Strobbe Gregor, van Mierlo Pieter, De Vos Maarten, Mijović Bogdan, Hallez Hans, Van Huffel Sabine, López José David, Vandenberghe Stefaan
Ghent University - iMinds, Department of Electronics and Information Systems, MEDISIP, De Pintelaan 185, Building BB floor 5, 9000, Ghent, Belgium; iMinds Medical IT Department, Belgium.
University of Oldenburg, Methods in Neurocognitive Psychology, Department of Psychology, 26111 Oldenburg, Germany; University of Oldenburg, Research Center Neurosensory Science, 26111 Oldenburg, Germany; University of Oldenburg, Cluster of Excellence Hearing4all, 26111 Oldenburg, Germany.
Neuroimage. 2014 Oct 15;100:715-24. doi: 10.1016/j.neuroimage.2014.06.076. Epub 2014 Jul 8.

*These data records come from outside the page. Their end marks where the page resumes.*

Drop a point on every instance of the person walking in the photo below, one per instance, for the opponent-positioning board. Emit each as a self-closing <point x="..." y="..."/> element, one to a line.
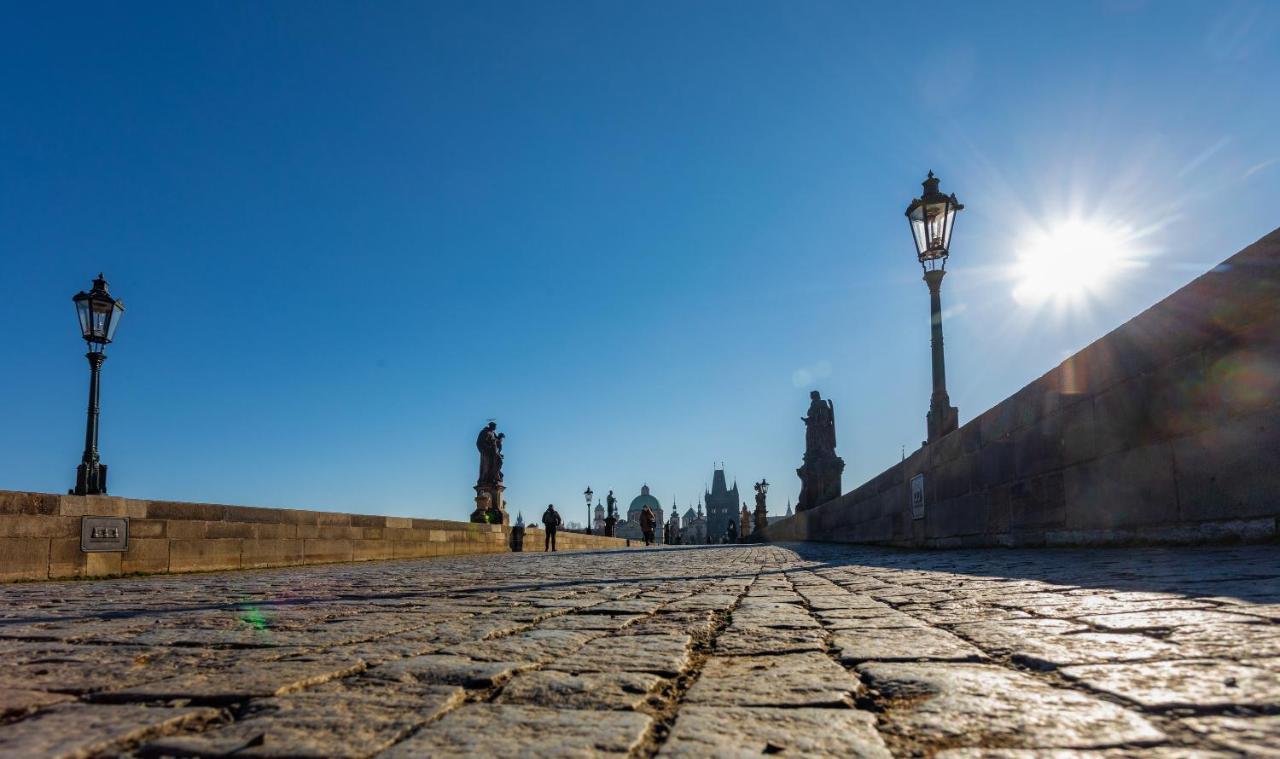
<point x="552" y="521"/>
<point x="648" y="521"/>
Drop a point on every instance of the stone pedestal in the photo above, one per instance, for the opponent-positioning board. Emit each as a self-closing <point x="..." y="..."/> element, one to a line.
<point x="819" y="481"/>
<point x="490" y="506"/>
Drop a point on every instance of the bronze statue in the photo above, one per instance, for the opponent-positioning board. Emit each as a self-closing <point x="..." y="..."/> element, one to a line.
<point x="489" y="444"/>
<point x="821" y="471"/>
<point x="819" y="437"/>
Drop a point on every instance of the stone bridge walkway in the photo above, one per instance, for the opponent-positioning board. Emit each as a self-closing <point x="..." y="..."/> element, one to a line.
<point x="718" y="650"/>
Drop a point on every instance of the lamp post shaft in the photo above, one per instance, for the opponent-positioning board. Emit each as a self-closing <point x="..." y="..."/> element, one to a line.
<point x="942" y="416"/>
<point x="90" y="480"/>
<point x="940" y="367"/>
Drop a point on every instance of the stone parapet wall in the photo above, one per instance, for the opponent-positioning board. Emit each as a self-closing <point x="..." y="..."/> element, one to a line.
<point x="1165" y="430"/>
<point x="40" y="536"/>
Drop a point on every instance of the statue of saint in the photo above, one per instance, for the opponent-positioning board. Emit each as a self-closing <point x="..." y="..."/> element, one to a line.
<point x="819" y="437"/>
<point x="489" y="444"/>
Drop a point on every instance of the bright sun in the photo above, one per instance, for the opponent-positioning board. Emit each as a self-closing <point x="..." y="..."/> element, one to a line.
<point x="1070" y="263"/>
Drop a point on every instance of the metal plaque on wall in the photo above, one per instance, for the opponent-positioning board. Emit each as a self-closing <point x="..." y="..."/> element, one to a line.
<point x="104" y="534"/>
<point x="918" y="497"/>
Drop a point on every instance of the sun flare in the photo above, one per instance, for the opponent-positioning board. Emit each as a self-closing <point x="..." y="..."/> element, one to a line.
<point x="1070" y="263"/>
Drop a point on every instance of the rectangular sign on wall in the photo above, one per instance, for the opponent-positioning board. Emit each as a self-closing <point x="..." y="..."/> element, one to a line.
<point x="104" y="534"/>
<point x="918" y="497"/>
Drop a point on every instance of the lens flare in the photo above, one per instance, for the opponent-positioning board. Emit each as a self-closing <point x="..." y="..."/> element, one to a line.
<point x="1072" y="261"/>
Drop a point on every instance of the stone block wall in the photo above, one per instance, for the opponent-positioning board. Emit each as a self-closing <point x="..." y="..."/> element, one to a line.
<point x="40" y="536"/>
<point x="1165" y="430"/>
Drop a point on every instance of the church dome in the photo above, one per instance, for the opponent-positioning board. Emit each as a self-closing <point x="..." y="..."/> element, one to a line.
<point x="643" y="501"/>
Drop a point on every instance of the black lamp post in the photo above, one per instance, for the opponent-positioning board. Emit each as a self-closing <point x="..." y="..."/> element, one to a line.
<point x="99" y="315"/>
<point x="932" y="215"/>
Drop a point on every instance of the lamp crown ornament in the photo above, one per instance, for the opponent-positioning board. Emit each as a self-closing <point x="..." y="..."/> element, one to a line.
<point x="932" y="216"/>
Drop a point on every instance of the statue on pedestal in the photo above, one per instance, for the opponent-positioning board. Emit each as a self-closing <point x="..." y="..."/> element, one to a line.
<point x="490" y="504"/>
<point x="822" y="469"/>
<point x="762" y="519"/>
<point x="611" y="519"/>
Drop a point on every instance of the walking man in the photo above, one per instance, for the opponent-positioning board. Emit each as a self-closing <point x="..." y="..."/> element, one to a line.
<point x="648" y="521"/>
<point x="552" y="521"/>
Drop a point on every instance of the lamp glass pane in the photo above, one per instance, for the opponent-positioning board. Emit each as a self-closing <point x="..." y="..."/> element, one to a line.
<point x="82" y="315"/>
<point x="117" y="312"/>
<point x="100" y="319"/>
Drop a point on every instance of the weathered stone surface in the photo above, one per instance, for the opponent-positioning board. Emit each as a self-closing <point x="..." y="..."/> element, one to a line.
<point x="255" y="680"/>
<point x="1165" y="618"/>
<point x="1087" y="648"/>
<point x="506" y="730"/>
<point x="1198" y="682"/>
<point x="899" y="645"/>
<point x="661" y="654"/>
<point x="1253" y="736"/>
<point x="233" y="639"/>
<point x="1226" y="640"/>
<point x="792" y="680"/>
<point x="447" y="670"/>
<point x="736" y="731"/>
<point x="17" y="700"/>
<point x="768" y="640"/>
<point x="344" y="722"/>
<point x="531" y="645"/>
<point x="81" y="730"/>
<point x="979" y="705"/>
<point x="589" y="690"/>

We revisit the multiple sparse priors (MSP) algorithm implemented in the statistical parametric mapping software (SPM) for distributed EEG source reconstruction (Friston et al., 2008). In the present implementation, multiple cortical patches are introduced as source priors based on a dipole source space restricted to a cortical surface mesh. In this note, we present a technique to construct volumetric cortical regions to introduce as source priors by restricting the dipole source space to a segmented gray matter layer and using a region growing approach. This extension allows to reconstruct brain structures besides the cortical surface and facilitates the use of more realistic volumetric head models including more layers, such as cerebrospinal fluid (CSF), compared to the standard 3-layered scalp-skull-brain head models. We illustrated the technique with ERP data and anatomical MR images in 12 subjects. Based on the segmented gray matter for each of the subjects, cortical regions were created and introduced as source priors for MSP-inversion assuming two types of head models. The standard 3-layered scalp-skull-brain head models and extended 4-layered head models including CSF. We compared these models with the current implementation by assessing the free energy corresponding with each of the reconstructions using Bayesian model selection for group studies. Strong evidence was found in favor of the volumetric MSP approach compared to the MSP approach based on cortical patches for both types of head models. Overall, the strongest evidence was found in favor of the volumetric MSP reconstructions based on the extended head models including CSF. These results were verified by comparing the reconstructed activity. The use of volumetric cortical regions as source priors is a useful complement to the present implementation as it allows to introduce more complex head models and volumetric source priors in future studies.
我们重新审视了统计参数映射软件(SPM)中实现的用于分布式脑电图源重建的多重稀疏先验(MSP)算法(Friston等人,2008年)。在当前实现中,基于限于皮质表面网格的偶极子源空间,引入多个皮质斑块作为源先验。在本说明中,我们提出了一种技术,通过将偶极子源空间限制在分割的灰质层并使用区域生长方法来构建作为源先验引入的体积皮质区域。与标准的三层头皮-颅骨-脑头部模型相比,这种扩展允许除皮质表面之外重建脑结构,并便于使用包括更多层(如脑脊液(CSF))的更逼真的体积头部模型。我们用12名受试者的事件相关电位(ERP)数据和解剖磁共振图像说明了该技术。基于每个受试者的分割灰质,创建皮质区域并将其作为MSP反演的源先验引入,假设两种类型的头部模型。标准的三层头皮-颅骨-脑头部模型和包括CSF的扩展四层头部模型。我们通过使用贝叶斯模型选择进行组研究来评估与每个重建对应的自由能,将这些模型与当前实现进行比较。对于两种类型的头部模型,与基于皮质斑块的MSP方法相比,发现有力证据支持体积MSP方法。总体而言,发现最有力的证据支持基于包括CSF的扩展头部模型的体积MSP重建。通过比较重建活动验证了这些结果。使用体积皮质区域作为源先验是对当前实现的有用补充,因为它允许在未来研究中引入更复杂的头部模型和体积源先验。